その花が何の花なのかは園芸家が決めることではなく、「種」自身の問題なのだというのです。私たち親や教育者が子どもを教育するときに大切なのは、その個の中に内在する種をどこまで美しく咲かせたり、実らせたりできるかということなのだといっておられます。また、例え兄弟であっても、似て非なる場合も少なくありません。それはどうしてなのでしょうか?

 ドイツの女医でおられるミヒャエラ・グレックラーさんはその著書『才能と障がいー涼風書林』で子どもは「遺伝の法則」や「育つ環境の違い」に加えて3つ目の要因として「個人的関係」をあげています。

 兄弟、姉妹同士は遺伝的にも育つ環境も似ているが、それにもかかわらず非常に異なっている。それは自分自身が持っている個々の興味や知覚能力や特有な正義感や、行動に責任を取り入れたり拒否したりできる可能性などによって、自ら個人差を生み出しているからだと書かれています。

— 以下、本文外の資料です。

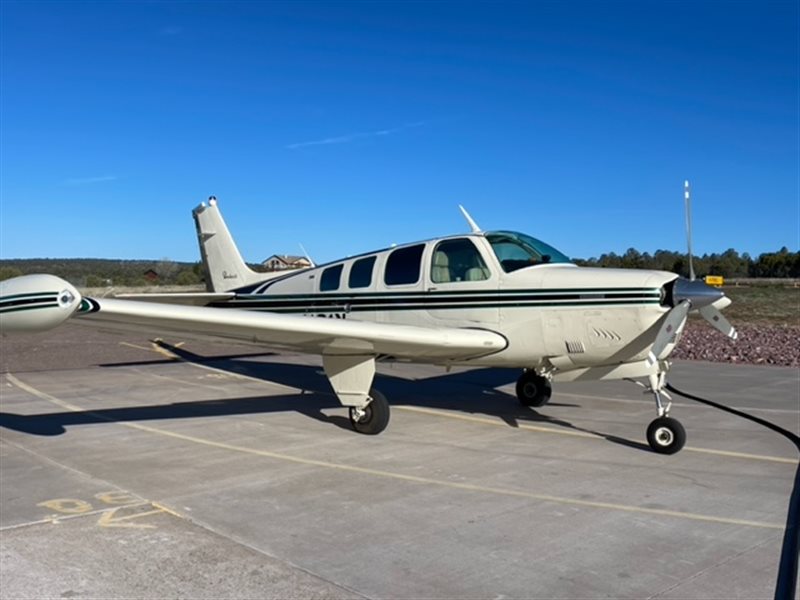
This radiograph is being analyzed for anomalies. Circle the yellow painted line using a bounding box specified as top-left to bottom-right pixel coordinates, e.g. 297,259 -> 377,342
150,502 -> 185,519
97,507 -> 164,529
0,502 -> 153,533
119,342 -> 153,352
392,406 -> 797,465
6,373 -> 784,530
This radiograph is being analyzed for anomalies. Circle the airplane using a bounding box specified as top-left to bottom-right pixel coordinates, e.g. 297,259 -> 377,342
0,182 -> 737,454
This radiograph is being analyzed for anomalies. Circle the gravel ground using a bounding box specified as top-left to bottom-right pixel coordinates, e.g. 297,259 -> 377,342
672,321 -> 800,367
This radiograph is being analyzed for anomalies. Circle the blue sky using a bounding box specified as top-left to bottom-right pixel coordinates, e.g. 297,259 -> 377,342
0,0 -> 800,262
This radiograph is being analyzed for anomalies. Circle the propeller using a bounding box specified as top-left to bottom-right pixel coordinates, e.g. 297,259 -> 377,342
647,181 -> 739,366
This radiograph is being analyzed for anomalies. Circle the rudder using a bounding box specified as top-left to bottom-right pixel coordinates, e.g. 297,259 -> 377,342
192,196 -> 270,292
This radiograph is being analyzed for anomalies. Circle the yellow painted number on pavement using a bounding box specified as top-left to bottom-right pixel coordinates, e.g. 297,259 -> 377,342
36,498 -> 92,515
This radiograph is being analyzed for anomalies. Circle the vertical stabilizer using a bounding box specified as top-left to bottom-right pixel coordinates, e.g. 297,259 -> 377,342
192,196 -> 269,292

 もう少し詳しく言えば、まだ自分が受胎される以前、まだ物質世界に来る前の世界にいるとき、ある夫婦に特別に興味を持ち、自分に合った遺伝要素の選択に参加します。ですから子どもは神と両親によって作られるだけでなく、自分自身が出生の条件を選び、つくりあげ、自分自身がたくさんある遺伝子の鍵盤をかなでる芸術家なのだというのです。子どもはこの地上の生で学ぼうと決心したことと、自分の持っている運命との方向に沿って、自分の置かれた環境の中で生きていくのだというのです。

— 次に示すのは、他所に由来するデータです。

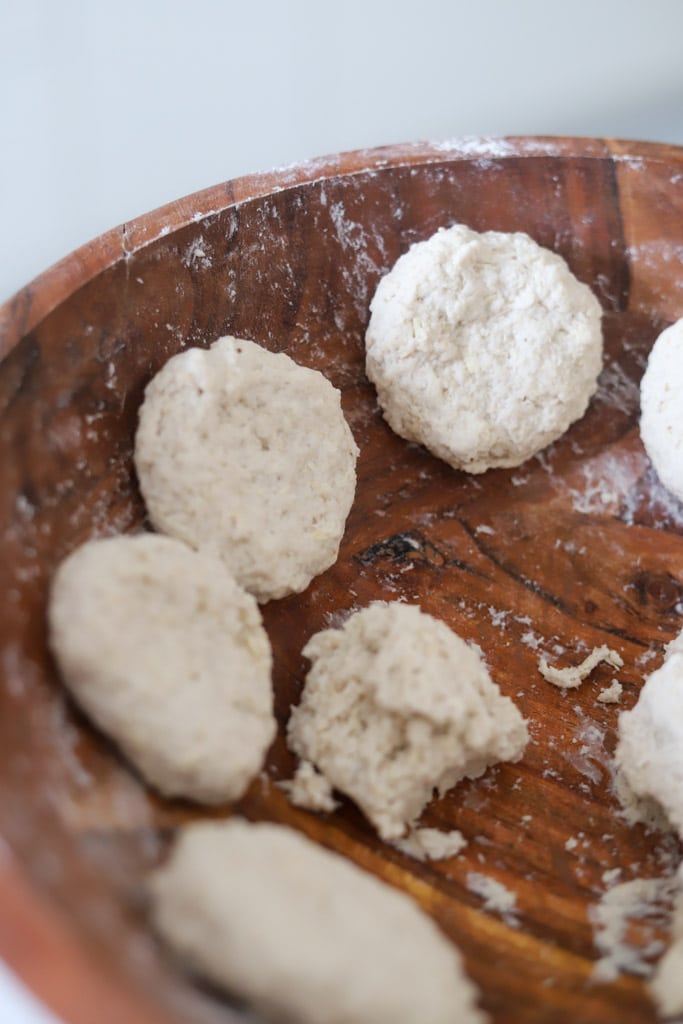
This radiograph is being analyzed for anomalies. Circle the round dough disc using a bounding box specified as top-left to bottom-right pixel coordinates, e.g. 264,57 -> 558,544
366,224 -> 602,473
48,534 -> 275,804
288,601 -> 527,841
640,319 -> 683,500
150,819 -> 483,1024
135,337 -> 357,601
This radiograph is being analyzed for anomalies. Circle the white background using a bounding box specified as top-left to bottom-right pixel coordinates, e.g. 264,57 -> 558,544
0,0 -> 683,1024
0,0 -> 683,302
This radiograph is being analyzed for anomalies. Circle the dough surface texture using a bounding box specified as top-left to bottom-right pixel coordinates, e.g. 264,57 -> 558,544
288,602 -> 527,840
135,337 -> 357,601
150,819 -> 485,1024
615,634 -> 683,838
650,867 -> 683,1019
48,534 -> 275,804
640,319 -> 683,499
366,224 -> 602,473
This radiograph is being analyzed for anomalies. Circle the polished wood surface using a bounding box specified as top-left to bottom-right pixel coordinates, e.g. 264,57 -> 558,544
0,139 -> 683,1024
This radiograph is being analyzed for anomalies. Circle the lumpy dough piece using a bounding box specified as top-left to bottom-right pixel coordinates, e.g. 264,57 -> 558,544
640,319 -> 683,499
48,534 -> 275,804
615,633 -> 683,838
135,337 -> 357,601
150,819 -> 484,1024
288,602 -> 527,840
366,224 -> 602,473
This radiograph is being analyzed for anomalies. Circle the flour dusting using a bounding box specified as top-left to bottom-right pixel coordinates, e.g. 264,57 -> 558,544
467,871 -> 519,928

 どちらにしても、子どもとかかわる両親や家族、周囲の人の在り方は、子どもの育ちの一つの要因である「環境」であって、その育ちに大きな影響を与えるのです。

 そのなかでも子どもとのかかわりの深い両親のあり方の影響を見過ごすことはできないのです。しかし、子どもと親の関わりをみますと、多くの人が子どもとどう関わったらよいのかわからない、その戸惑いのなかで子育てにあたっているというのが育児の現状のように思われます。